Die "Erläuterungen" (272-309) enthalten sehr detaillierte Gliederungen der G.-Texte und bieten im Sinne eines Stellenkommentars - knapp und treffsicher auf den Punkt gebracht - die wichtigsten Informationen. Besonderes Augenmerk wird dabei neben Sacherläuterungen dem Nachweis antik-heidnischer Quellen geschenkt, aber auch Bibelzitate bzw. -allusionen und patristische Similien sind recht breit angegeben. Dabei wird - dem Genus ,Studienausgabe’ angemessen - keine Vollständigkeit angestrebt, die angesichts der überaus hohen Dichte der G.schen Texte auch durch einen sehr viel umfangreicheren Kommentar nicht zu erreichen wäre. Kleinere Monita (wie etwa die Tatsache, daß die Bezeichnung Jesu als Lamm zunächst von Jes 53,7 und Joh 1,29 herrührt [306]) schmälern das hier Geleistete nicht. Gleichwohl hätte z. B. bezüglich der prophetischen oratio ficta Davids, den G. auf die Passion Christi vorausblicken läßt (vgl. 250-252), belegt werden können, daß dieser Teiltext von ,Olivetum’ sich in vielerlei Hinsicht aus Ps 22 speist, der nicht erst im 17. Jh., sondern schon in der patristischen Tradition in toto als Weissagung des Leidens Christi ausgelegt zu werden pflegte: Die Löwen, Stiere und Hunde (250,516 ff.) entstammen Ps 22,13 f.17, die Bezeichnung Christi als vermis (Wurm) (252,527) folgt Ps 22,7, während das Motiv der Verlosung (252,531 f.) auf Ps 22,19 basiert. Dennoch sollte dies eher Ansporn für eine genaue biblisch-theologische Analyse der G.schen Bibelepik im Kontext der Motivik zeitgenössischer Passionstheologie und der Exegese der Leidensgeschichte insgesamt denn Anlaß zu Kritik an vorliegender Ausgabe sein. Was die Apparate angeht, wäre es m. E. jedoch besser gewesen, dieselben unter dem Text zu plazieren, auch wenn dies mit höheren Produktionskosten verbunden gewesen wäre.
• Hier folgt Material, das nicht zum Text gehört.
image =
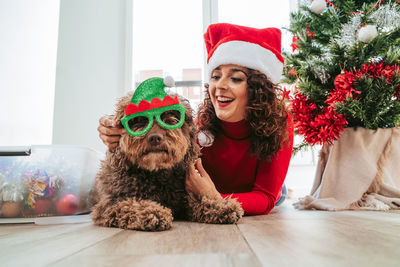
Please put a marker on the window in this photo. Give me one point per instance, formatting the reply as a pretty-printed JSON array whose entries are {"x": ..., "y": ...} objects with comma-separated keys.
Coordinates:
[
  {"x": 168, "y": 40},
  {"x": 28, "y": 50}
]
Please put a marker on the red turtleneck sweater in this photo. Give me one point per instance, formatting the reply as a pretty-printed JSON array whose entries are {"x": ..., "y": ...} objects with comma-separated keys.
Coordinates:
[{"x": 255, "y": 183}]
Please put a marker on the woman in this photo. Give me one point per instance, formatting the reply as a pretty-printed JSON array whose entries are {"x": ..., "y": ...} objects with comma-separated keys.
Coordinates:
[{"x": 250, "y": 129}]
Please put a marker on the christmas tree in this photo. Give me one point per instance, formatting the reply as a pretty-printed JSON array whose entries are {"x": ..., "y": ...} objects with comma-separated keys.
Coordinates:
[{"x": 345, "y": 65}]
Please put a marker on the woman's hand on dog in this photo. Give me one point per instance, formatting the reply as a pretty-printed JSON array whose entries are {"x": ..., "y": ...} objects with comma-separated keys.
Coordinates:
[
  {"x": 199, "y": 183},
  {"x": 109, "y": 132}
]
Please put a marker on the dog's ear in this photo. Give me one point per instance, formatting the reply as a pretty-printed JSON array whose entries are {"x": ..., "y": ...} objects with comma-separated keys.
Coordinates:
[{"x": 121, "y": 106}]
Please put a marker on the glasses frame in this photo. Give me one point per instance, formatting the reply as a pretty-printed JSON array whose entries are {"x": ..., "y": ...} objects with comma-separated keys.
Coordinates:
[{"x": 150, "y": 115}]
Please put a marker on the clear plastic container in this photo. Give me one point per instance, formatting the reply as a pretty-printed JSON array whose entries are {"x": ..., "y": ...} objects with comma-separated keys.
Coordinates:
[{"x": 47, "y": 180}]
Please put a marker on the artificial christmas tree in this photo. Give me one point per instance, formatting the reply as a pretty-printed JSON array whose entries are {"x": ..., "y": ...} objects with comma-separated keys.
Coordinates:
[{"x": 346, "y": 68}]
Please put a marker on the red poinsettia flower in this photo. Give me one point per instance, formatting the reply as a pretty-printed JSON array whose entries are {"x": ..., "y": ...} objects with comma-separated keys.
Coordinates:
[{"x": 317, "y": 126}]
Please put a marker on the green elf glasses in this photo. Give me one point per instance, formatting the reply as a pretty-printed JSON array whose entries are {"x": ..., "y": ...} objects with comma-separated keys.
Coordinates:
[{"x": 148, "y": 102}]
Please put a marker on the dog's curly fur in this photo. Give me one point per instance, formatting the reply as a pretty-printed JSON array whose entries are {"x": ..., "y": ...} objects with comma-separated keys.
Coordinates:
[{"x": 141, "y": 183}]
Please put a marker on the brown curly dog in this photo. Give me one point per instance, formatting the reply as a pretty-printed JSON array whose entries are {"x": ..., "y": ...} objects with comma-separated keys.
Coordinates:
[{"x": 141, "y": 183}]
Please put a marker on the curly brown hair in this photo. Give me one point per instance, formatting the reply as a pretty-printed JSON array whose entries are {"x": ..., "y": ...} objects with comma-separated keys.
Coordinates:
[{"x": 266, "y": 113}]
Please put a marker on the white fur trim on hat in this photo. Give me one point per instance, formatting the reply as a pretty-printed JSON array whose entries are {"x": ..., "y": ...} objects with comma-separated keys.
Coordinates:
[{"x": 248, "y": 55}]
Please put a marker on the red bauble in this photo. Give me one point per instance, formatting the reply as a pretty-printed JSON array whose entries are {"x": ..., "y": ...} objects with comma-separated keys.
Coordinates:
[
  {"x": 67, "y": 205},
  {"x": 42, "y": 206}
]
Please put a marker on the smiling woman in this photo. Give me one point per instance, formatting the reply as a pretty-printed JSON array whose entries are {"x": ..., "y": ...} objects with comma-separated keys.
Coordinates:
[
  {"x": 228, "y": 92},
  {"x": 244, "y": 111}
]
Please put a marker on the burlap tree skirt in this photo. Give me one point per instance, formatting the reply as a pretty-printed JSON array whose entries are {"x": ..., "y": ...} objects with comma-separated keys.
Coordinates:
[{"x": 361, "y": 170}]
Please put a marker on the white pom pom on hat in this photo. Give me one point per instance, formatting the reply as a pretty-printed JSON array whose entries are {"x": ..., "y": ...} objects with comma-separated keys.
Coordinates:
[
  {"x": 258, "y": 49},
  {"x": 169, "y": 81}
]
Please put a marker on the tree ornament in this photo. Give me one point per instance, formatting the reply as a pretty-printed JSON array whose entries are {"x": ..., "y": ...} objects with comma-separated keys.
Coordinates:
[
  {"x": 294, "y": 45},
  {"x": 367, "y": 33},
  {"x": 205, "y": 138},
  {"x": 292, "y": 72},
  {"x": 318, "y": 6}
]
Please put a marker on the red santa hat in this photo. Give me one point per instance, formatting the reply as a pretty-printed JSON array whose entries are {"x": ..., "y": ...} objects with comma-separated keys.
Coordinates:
[{"x": 258, "y": 49}]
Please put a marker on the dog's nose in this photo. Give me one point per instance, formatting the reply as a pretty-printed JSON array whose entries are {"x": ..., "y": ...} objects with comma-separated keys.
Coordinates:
[{"x": 155, "y": 139}]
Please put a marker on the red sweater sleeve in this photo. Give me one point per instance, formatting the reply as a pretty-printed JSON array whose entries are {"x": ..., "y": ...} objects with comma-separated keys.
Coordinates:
[{"x": 269, "y": 181}]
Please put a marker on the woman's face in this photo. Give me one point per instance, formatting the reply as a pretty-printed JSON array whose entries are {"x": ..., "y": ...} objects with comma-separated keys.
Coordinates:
[{"x": 228, "y": 92}]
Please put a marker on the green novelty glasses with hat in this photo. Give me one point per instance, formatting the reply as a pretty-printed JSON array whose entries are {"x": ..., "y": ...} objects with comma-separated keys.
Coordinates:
[{"x": 151, "y": 101}]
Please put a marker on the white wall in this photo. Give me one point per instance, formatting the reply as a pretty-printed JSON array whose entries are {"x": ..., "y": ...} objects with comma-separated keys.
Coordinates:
[
  {"x": 28, "y": 49},
  {"x": 93, "y": 67}
]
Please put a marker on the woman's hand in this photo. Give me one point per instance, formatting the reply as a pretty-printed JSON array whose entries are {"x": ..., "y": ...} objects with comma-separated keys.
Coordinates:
[
  {"x": 109, "y": 132},
  {"x": 199, "y": 183}
]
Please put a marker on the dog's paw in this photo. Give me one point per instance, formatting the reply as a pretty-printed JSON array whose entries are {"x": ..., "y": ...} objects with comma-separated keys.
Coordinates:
[
  {"x": 221, "y": 211},
  {"x": 157, "y": 220}
]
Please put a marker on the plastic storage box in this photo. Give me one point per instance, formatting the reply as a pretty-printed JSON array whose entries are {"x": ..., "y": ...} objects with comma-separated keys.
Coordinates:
[{"x": 47, "y": 180}]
Das Nachwort des Herausgebers bietet nicht nur wichtige, in die edierten Texte einführende und deren Kontexte erhellende Informationen, sondern meldet z. B. auch - stichhaltig begründet - Bedenken gegen die von Marian Szyrocki vertretene These an, derzufolge man anhand von G.s frühen lateinischen Dichtungen zu beobachten fähig sei, wie der Schlesier sich zum Dramendichter entwickelt habe. Erschlossen wird die Edition durch ein "Verzeichnis der Eigennamen" (310-318), das kurze Erläuterungen der biblischen, mythologischen und geographischen Namen enthält. Den ersten beiden G.-Texten sind Reproduktionen der Titelseiten der Erstdrucke beigegeben. Weswegen eine solche zu ,Olivetum’ fehlt, ist dem Rez. nicht ersichtlich geworden.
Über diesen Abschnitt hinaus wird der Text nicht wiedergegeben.